Adoption and workforce implications
LLM adoption in businesses is growing, with uptake influenced by several factors:
Trust in LLM outputs
Technology costs
Flexibility
Worker and firm preferences
Ethical and safety risks
Adoption varies across sectors due to differences in data availability, regulations, and power dynamics. Time-saving and ease of application are often prioritised over quality improvement, and augmentation may precede full automation, creating potential job instability. The rise of automation technologies, including LLMs, risks increasing economic disparity, underscoring the need for policy preparedness.

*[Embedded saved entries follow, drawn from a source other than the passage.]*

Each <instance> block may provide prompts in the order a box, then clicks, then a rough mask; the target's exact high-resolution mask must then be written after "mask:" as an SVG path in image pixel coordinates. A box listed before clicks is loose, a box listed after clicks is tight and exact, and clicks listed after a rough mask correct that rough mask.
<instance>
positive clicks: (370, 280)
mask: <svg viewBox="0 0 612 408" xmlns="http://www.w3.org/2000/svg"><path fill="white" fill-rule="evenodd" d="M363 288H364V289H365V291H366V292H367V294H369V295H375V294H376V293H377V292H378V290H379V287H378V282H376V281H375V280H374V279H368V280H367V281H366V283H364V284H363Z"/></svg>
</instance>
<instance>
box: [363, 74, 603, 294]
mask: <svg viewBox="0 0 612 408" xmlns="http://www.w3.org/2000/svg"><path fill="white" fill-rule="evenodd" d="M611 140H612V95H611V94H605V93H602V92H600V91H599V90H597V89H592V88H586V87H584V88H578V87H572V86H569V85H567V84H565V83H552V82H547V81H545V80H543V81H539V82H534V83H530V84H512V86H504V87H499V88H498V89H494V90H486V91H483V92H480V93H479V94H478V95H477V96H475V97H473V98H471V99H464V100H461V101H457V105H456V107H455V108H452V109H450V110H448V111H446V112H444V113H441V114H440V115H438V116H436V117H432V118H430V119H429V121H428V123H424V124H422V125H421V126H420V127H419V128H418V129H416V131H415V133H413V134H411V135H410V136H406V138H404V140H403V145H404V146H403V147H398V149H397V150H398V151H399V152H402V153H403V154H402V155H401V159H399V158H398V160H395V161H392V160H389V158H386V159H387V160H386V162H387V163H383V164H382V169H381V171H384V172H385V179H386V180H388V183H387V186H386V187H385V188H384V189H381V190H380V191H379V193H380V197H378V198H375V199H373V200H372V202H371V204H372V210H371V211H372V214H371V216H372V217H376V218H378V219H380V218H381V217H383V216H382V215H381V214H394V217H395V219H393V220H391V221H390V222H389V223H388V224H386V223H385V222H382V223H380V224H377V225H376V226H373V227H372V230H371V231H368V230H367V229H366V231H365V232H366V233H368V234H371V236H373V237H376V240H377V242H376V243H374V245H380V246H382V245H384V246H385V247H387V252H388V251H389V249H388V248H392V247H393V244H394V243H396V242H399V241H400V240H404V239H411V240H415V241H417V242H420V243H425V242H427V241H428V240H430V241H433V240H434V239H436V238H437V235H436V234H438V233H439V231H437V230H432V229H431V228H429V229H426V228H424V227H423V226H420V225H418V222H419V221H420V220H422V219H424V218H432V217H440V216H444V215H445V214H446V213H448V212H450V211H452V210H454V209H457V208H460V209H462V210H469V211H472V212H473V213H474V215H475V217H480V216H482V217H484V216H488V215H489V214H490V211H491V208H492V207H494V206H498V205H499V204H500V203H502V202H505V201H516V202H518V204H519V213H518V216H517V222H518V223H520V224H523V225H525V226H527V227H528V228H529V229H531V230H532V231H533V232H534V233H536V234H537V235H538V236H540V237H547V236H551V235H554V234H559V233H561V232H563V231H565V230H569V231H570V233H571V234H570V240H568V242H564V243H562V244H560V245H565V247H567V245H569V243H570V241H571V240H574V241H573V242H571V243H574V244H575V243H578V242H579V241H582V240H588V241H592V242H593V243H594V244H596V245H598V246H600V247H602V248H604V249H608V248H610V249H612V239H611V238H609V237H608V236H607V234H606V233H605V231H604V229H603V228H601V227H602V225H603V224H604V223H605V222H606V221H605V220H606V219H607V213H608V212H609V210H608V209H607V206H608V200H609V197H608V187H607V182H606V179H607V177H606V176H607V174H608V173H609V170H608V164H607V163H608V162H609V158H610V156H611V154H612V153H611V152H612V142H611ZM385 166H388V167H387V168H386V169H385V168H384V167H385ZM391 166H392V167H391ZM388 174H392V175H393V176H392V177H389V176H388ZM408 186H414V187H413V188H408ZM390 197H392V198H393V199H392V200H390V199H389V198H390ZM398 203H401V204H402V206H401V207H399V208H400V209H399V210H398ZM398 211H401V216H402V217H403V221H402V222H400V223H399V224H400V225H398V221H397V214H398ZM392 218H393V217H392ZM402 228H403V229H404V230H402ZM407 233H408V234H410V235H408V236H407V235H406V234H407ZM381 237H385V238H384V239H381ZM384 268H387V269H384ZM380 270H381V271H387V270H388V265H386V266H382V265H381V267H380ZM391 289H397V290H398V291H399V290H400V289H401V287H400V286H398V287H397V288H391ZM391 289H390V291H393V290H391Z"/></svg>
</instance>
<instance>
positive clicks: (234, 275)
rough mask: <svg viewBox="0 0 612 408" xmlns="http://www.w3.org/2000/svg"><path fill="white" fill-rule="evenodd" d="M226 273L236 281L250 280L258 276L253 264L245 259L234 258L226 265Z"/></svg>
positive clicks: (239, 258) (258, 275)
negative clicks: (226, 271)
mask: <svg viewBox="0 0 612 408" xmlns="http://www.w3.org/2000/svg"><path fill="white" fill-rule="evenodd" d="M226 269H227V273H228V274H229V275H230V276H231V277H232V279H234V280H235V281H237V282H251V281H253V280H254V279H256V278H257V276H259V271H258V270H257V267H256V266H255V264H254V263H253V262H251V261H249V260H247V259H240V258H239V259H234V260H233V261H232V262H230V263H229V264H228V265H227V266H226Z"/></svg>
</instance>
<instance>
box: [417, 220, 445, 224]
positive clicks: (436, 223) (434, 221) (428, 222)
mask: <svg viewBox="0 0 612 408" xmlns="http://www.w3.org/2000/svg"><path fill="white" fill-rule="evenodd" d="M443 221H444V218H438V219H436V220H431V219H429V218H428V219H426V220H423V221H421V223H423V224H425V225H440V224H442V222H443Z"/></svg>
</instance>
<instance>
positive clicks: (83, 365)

Potential impact on US workers
LLMs have exposure across most occupations, with higher-wage jobs having more tasks at high exposure. Around 19% of jobs have at least half their tasks exposed to LLMs, accounting for current and anticipated LLM-powered software. Actual labour productivity outcomes will be shaped by social, economic, regulatory, and other factors, and further research is needed to understand the broader implications.
Tasks and capabilities of LLM-powered applications
LLMs can perform a wide range of tasks, including:
Automating manual tasks
Translating text
Summarising documents
Providing feedback
Answering and generating questions about documents
Assisting with emails
Maintaining records
Creating training materials
Tasks involving physical activity, those affecting human livelihood, those requiring human legal authority, or those that don't meaningfully save time for experienced workers are classified as E0. Critical thinking, active learning, learning strategies, monitoring, and programming remain key for the effective use of LLM technologies.
LLMs, encompassing GPT models, are creating significant disruption across the economy and labour market. They're being adopted rapidly and hold genuine promise for automating a wide range of tasks. Realising their benefits requires deliberate strategy, and their impact varies considerably by industry. Substantial further research isneeded to understand their long-term effects.